The high prevalence of asymptomatic ankle and foot abnormalities showed by our study (98.15%) is comparable with previous literature of elite athletes in other sports investigating the prevalence of asymptomatic ankle and foot abnormalities. In asymptomatic, professional snowboarders (mean age 23.4 years), there was a 100% prevalence of osteochondral and soft-tissue damage of the ankle on magnetic resonance imaging47 as well as a high prevalence of asymptomatic abnormalities of the Achilles tendon in elite fencers.48 Furthermore, the MRI scans of 86.5% of professional male soccer players showed DJD changes and cartilage lesions of varying severity.11 As we evaluate high-level athletes with acute injuries to the foot and ankle, it is critical to understand that these lesions are often present, and we must consider the full clinical picture and recognize that these findings may or may not be contributing to the issue at hand. It is our hope that this study provides clinicians and athletic trainers with information to better guide the diagnosis and treatment of asymptomatic, abnormal radiographic findings of the foot-ankle complex in high-level basketball players. Further studies are warranted to better define the clinical correlations and implications of these radiographic findings.
Limitations
The primary limitation of this study is that it lacks a control group.

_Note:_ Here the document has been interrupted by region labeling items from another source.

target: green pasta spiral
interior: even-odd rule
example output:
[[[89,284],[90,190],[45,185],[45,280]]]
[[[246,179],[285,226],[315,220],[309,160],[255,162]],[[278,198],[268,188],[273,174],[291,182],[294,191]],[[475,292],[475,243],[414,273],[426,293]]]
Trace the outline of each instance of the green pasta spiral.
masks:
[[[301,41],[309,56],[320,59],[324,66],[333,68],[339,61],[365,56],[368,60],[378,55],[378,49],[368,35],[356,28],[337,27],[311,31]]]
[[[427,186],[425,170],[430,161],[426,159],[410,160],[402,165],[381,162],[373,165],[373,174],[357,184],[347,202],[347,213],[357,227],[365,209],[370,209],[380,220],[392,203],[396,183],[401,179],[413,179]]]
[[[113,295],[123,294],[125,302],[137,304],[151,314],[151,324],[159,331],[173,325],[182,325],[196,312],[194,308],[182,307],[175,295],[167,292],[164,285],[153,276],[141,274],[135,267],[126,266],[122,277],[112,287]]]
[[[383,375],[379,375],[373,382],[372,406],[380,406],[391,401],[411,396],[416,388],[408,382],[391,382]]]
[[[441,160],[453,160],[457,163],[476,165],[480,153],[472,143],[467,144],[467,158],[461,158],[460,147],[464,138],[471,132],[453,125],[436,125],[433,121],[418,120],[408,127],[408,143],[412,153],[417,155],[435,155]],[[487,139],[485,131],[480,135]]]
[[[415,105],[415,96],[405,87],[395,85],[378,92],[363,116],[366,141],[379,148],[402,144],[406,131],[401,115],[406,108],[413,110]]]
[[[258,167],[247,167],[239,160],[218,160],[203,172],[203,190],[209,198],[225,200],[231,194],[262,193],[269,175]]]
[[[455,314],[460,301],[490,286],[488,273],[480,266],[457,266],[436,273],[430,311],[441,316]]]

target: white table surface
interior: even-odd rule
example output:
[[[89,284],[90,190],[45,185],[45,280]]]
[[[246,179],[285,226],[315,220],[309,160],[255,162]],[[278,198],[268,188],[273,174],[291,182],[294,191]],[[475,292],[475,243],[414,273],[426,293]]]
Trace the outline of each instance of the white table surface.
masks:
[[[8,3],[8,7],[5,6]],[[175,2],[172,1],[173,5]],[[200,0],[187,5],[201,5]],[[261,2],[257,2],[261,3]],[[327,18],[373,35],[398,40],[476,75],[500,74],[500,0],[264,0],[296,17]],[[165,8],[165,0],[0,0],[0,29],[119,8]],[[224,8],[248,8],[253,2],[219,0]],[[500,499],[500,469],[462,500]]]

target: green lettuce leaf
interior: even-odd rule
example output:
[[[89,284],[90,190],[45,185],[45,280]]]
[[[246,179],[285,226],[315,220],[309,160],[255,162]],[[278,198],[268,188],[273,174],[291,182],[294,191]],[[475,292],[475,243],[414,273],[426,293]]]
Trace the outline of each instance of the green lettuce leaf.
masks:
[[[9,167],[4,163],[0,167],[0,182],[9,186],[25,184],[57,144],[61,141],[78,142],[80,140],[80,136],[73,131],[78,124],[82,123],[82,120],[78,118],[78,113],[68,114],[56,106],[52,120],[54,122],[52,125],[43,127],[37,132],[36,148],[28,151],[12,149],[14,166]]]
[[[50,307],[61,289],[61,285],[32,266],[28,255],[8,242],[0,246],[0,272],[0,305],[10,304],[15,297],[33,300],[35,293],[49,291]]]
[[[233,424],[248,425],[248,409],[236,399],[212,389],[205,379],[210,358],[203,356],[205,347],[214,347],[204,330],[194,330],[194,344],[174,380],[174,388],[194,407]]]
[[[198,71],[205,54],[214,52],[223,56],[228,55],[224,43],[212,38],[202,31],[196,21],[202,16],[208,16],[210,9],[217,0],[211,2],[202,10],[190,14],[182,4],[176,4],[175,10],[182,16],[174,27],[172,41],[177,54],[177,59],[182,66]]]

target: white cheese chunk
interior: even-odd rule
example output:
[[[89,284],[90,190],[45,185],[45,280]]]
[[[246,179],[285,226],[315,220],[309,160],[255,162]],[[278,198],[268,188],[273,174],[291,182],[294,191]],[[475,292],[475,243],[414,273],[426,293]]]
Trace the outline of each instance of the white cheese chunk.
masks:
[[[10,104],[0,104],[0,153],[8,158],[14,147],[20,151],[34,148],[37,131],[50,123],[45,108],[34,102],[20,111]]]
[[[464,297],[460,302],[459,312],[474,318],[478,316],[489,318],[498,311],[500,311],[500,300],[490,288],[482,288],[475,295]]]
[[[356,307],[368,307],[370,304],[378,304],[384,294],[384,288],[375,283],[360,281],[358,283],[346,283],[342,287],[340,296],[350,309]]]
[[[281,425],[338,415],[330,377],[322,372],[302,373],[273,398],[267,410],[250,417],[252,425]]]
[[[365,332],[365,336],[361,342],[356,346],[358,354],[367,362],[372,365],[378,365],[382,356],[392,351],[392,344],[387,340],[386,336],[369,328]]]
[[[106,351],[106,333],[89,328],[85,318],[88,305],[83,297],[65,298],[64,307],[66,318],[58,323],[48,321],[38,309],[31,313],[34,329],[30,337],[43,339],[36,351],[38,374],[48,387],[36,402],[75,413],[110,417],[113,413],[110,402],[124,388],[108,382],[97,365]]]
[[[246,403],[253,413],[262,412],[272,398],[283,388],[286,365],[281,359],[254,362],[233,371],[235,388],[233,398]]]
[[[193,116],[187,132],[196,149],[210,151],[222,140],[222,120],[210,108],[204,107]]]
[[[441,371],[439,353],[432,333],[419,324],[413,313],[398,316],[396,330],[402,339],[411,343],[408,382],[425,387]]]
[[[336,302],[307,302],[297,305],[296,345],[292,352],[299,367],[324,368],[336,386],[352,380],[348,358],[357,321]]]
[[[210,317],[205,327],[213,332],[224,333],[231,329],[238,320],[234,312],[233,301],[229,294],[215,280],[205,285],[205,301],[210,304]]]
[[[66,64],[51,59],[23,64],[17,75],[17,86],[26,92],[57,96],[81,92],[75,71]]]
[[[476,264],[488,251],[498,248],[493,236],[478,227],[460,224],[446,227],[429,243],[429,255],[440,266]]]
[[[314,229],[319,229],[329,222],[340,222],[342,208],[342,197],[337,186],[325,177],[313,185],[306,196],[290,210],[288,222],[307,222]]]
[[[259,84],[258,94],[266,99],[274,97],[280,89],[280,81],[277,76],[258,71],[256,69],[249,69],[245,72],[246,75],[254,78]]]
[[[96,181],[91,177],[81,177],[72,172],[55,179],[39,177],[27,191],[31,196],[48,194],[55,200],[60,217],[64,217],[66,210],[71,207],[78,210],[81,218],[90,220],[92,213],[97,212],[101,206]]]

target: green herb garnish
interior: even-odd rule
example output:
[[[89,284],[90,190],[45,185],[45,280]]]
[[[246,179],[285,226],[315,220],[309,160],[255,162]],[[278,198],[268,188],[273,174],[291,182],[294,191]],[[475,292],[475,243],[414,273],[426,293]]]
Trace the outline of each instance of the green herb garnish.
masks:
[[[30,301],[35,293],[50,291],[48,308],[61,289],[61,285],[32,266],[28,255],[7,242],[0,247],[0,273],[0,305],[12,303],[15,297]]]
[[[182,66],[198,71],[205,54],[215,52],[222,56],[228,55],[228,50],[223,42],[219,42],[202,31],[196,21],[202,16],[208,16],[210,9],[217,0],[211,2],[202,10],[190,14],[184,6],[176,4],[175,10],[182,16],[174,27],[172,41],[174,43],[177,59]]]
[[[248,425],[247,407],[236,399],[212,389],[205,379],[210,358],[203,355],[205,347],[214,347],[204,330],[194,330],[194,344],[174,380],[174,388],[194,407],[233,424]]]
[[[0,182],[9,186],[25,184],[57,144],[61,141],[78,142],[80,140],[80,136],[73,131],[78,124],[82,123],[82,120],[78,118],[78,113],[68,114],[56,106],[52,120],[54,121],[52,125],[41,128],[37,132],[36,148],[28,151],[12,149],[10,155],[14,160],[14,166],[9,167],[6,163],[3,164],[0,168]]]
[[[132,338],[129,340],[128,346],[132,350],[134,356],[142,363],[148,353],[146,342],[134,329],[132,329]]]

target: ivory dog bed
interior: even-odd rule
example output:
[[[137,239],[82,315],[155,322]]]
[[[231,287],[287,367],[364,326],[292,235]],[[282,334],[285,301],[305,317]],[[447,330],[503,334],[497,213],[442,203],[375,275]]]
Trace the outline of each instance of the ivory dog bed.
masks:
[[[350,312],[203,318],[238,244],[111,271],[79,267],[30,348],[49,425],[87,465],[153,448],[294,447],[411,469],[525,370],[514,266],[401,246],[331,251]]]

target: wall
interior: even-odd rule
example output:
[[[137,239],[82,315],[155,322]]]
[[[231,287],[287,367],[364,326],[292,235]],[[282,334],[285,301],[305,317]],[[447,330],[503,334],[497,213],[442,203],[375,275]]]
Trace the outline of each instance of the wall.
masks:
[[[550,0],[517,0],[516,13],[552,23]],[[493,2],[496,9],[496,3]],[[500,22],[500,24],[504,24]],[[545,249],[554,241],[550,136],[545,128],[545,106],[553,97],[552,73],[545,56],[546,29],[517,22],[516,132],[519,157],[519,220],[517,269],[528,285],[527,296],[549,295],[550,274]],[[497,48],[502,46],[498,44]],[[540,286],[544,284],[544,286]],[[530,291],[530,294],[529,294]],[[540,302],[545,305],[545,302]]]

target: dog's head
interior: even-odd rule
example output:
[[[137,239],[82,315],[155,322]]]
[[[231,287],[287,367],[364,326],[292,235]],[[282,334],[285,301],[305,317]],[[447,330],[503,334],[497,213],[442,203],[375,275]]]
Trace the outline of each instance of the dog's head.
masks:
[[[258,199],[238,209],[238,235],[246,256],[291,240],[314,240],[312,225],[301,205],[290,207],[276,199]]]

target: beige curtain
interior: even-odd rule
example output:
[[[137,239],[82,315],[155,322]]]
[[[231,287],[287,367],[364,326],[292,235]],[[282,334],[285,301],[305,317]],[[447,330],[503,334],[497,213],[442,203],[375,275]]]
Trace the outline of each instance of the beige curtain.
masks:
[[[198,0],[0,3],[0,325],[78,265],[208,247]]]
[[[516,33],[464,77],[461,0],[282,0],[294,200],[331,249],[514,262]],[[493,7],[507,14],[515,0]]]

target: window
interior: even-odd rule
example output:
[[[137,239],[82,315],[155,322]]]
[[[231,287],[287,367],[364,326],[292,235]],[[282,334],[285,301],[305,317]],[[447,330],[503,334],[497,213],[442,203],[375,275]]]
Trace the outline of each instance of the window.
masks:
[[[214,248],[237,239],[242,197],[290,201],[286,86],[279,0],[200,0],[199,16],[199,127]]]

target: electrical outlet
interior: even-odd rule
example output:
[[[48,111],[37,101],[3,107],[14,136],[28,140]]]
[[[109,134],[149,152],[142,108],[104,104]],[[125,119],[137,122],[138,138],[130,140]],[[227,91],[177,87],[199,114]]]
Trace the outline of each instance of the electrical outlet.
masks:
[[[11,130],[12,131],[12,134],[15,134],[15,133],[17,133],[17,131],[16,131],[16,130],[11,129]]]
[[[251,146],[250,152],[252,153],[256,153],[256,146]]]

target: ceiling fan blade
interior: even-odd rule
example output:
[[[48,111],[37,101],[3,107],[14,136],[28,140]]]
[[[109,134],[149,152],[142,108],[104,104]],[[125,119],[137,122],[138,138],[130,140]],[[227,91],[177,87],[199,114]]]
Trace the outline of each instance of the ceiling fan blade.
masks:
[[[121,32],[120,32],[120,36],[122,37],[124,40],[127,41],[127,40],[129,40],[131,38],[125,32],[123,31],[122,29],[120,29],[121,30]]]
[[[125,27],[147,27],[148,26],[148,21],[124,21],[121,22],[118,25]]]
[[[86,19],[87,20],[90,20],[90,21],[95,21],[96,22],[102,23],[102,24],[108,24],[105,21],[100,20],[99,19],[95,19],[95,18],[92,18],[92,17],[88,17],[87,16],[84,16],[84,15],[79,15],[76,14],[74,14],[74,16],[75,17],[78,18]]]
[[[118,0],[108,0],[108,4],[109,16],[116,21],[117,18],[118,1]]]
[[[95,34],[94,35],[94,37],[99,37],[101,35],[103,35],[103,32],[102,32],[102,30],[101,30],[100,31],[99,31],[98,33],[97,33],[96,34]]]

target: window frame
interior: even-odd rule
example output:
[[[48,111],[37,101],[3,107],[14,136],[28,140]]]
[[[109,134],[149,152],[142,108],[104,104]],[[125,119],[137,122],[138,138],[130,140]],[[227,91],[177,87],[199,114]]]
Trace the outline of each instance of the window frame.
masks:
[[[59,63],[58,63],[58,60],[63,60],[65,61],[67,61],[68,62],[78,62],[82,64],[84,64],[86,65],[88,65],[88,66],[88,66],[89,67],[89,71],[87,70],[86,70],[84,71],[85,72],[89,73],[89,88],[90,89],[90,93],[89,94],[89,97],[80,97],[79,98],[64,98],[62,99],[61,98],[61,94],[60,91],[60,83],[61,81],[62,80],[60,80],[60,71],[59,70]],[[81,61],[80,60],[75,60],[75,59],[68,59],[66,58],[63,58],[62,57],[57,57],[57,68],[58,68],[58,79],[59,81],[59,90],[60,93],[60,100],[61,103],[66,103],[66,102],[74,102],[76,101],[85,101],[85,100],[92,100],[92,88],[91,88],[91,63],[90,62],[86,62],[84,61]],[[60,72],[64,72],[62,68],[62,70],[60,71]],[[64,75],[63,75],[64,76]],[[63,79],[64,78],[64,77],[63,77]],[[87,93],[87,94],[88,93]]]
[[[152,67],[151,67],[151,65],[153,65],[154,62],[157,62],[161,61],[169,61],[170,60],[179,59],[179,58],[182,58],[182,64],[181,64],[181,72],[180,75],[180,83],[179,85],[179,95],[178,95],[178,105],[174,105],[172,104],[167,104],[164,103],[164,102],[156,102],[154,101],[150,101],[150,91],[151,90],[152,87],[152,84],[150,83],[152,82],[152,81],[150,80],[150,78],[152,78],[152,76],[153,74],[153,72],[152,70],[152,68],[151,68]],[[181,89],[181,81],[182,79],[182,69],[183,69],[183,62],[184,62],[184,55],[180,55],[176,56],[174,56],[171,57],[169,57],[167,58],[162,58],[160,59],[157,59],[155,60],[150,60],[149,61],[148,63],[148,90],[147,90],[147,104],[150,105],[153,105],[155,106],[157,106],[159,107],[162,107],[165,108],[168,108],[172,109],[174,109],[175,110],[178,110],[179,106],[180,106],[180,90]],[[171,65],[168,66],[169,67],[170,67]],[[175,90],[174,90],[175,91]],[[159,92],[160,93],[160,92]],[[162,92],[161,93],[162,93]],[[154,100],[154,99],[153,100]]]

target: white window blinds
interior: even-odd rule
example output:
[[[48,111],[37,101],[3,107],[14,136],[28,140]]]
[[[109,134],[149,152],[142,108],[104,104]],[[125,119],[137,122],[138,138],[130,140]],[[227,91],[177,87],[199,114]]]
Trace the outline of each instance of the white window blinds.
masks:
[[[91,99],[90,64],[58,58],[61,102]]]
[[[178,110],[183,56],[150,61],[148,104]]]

Although our study found no association between previous injury and radiographic findings, this may be related to under-reporting and/or recall bias, as previous injury was defined as recall from the athlete. Our cohort of relatively young mean age and high-level male basketball athletes suggest our findings may not be generalizable to the general adult population. Moreover, we did not determine the prevalence of lower-limb malalignment, which may influence the presence of these radiographic abnormalities. In addition, no biomechanical assessments were conducted to analyze the relationship between muscular balance of the lower extremities. This study employed the KL system to evaluate DJD changes; however, other scales/systems exist to determine the degree of DJD in the foot ankle (i.e., Takakura scale).
Conclusions
This study showed a strong association between height and talonavicular sclerosis and DJD, as well as a relatively high prevalence of pes planus and DJD in asymptomatic collegiate and professional basketball players.
Disclosures
The authors declare the following financial interests/personal relationships which may be considered as potential competing interests: R.H. reports a relationship with Vertex that includes employment and equity or stocks. S.S. reports a relationship with American Academy of Orthopaedic Surgeons, American Orthopaedic Society for Sports Medicine, and Arthroscopy Association of North America that includes board membership and a relationship with Exactech Inc that includes consulting or advisory. All other authors (K.M., A.M., B.J., K.I.) declare that they have no known competing financial interests or personal relationships that could have appeared to influence the work reported in this paper.